No, i suppose that doesn't make any sense. The truth is, I don't even know how to express or explain what I'm feeling/thinking. So let me start with basic physical descriptions that i can identify...

I'm fraking exhausted today that I can't even see clearly.
I physically feel very high strung, or agitated. I have no sense of patience today. And I'm crawling out of my skin in a I-want-to-punch-something kind of way.

I'm merely a SAHM and I've already yelled at my kids enough for the rest of the week... it's only 8:30 in the morning right now. And I really didn't want my husband to go to work this morning. I was just dreading it really hard.

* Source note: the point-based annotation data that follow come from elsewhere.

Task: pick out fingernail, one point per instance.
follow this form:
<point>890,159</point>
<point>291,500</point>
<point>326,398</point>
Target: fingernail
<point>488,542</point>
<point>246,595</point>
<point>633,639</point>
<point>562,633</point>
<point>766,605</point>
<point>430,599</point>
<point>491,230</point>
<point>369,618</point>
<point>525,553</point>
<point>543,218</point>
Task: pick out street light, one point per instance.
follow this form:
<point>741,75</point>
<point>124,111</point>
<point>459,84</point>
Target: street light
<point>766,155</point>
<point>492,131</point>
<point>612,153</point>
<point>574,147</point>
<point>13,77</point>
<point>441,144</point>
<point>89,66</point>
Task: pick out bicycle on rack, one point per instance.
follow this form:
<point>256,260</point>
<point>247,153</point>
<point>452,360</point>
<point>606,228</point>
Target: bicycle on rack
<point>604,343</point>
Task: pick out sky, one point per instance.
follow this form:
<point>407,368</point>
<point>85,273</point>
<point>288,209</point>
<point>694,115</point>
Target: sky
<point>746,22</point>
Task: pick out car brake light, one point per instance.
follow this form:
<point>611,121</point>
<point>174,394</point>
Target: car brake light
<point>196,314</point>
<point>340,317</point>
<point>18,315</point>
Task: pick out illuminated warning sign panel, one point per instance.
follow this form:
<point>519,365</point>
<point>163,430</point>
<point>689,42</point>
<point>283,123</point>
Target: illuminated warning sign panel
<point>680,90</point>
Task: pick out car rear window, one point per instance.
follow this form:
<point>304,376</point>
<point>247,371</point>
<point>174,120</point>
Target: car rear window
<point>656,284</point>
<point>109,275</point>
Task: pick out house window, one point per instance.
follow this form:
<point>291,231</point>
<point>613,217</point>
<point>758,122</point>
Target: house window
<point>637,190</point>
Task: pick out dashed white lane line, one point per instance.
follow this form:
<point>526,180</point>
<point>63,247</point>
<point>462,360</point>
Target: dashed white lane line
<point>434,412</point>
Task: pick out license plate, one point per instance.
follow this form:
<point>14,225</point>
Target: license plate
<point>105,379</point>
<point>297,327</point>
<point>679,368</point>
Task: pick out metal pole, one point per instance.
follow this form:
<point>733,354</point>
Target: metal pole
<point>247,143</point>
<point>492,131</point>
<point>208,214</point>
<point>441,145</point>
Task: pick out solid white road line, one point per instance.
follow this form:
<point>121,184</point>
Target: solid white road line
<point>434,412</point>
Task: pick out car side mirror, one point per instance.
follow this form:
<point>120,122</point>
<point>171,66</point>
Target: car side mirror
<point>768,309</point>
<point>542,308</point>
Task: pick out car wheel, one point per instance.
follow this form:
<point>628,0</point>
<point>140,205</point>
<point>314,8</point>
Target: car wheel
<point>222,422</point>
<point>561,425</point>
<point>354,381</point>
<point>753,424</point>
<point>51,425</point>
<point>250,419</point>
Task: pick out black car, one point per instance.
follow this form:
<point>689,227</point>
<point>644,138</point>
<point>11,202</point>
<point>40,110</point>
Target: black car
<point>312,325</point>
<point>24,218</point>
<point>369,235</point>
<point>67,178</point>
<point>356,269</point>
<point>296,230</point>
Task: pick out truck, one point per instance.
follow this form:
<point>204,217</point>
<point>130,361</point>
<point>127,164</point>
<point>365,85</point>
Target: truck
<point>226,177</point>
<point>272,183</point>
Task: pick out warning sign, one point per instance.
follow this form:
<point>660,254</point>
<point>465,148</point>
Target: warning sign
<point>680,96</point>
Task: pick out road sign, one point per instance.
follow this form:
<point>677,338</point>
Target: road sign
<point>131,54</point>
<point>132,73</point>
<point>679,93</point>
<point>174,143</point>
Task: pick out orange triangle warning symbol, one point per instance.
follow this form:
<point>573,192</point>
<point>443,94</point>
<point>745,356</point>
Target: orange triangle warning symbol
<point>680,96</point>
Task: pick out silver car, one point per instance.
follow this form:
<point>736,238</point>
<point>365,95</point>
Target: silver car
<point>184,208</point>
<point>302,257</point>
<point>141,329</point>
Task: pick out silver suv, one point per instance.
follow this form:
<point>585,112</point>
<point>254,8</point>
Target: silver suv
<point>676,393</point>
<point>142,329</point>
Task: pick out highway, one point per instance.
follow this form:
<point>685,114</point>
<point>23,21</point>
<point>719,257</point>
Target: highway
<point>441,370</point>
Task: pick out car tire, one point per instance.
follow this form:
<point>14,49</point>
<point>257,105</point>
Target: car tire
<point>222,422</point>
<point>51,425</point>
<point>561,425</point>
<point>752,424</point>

This is one of those days where I'm fighting the constant thoughts and physical nerve twitching to get in my car and drive away. Just away. I've kind of done something similar but somehow I always manage to stay coherent and able to talk myself through some things... but I have to really be concentrating, and even then I don't listen to myself very well. Damn this all sounds like I'm a schizo but I'm really not. (I wonder if this is related to my ability to stay pretty coherent even when I'm trashed.)

I've been thinking a lot lately about some "friends" of mine that I'm not sure are really my friends. They're sort of virtual friends. Anyway, I don't really know where I stand with some of them and I'm wondering if my "reaching out" is really a good idea. I know too much about myself to think that it might not be. And I don't know if they're lurking just because they're curious, or because they really are trying to get to know me... sharing online is weird, isn't it? So except for a couple of those people, I'm thinking about committing "meta-cide" and erasing all trace of myself from online. Then I'd recreate myself where nobody would know who I am...It's like a do-over. Anyway... I don't know.

Maybe I should just take a break from the metaverse. Most likely I just need to come to terms with what being in the metaverse requires and includes - like expectations and learning to not get too attached to people who seem to be interested in you one minute and then not the next. It's just hard to get close and realize later on that it only hurt you. I've blogged in the past about random things and followed others' blogs about crafting and such, but this recent experience has been so different. I've met some really neat people, people I'd love to get to know and see/share/be a part of their life with them via online. But... like I say, some of the lurking people do is throwing me off, so I don't know what to think because I thought some of those people felt the same way I did - or do... oh well. For someone (me) who's very sensitive to feelings of low self-worth, who hates themselves off and on, who's always judging themselves, who's always thinking that the world would be better off them... I can't help but wonder what I did wrong. I guess I'll figure it out eventually.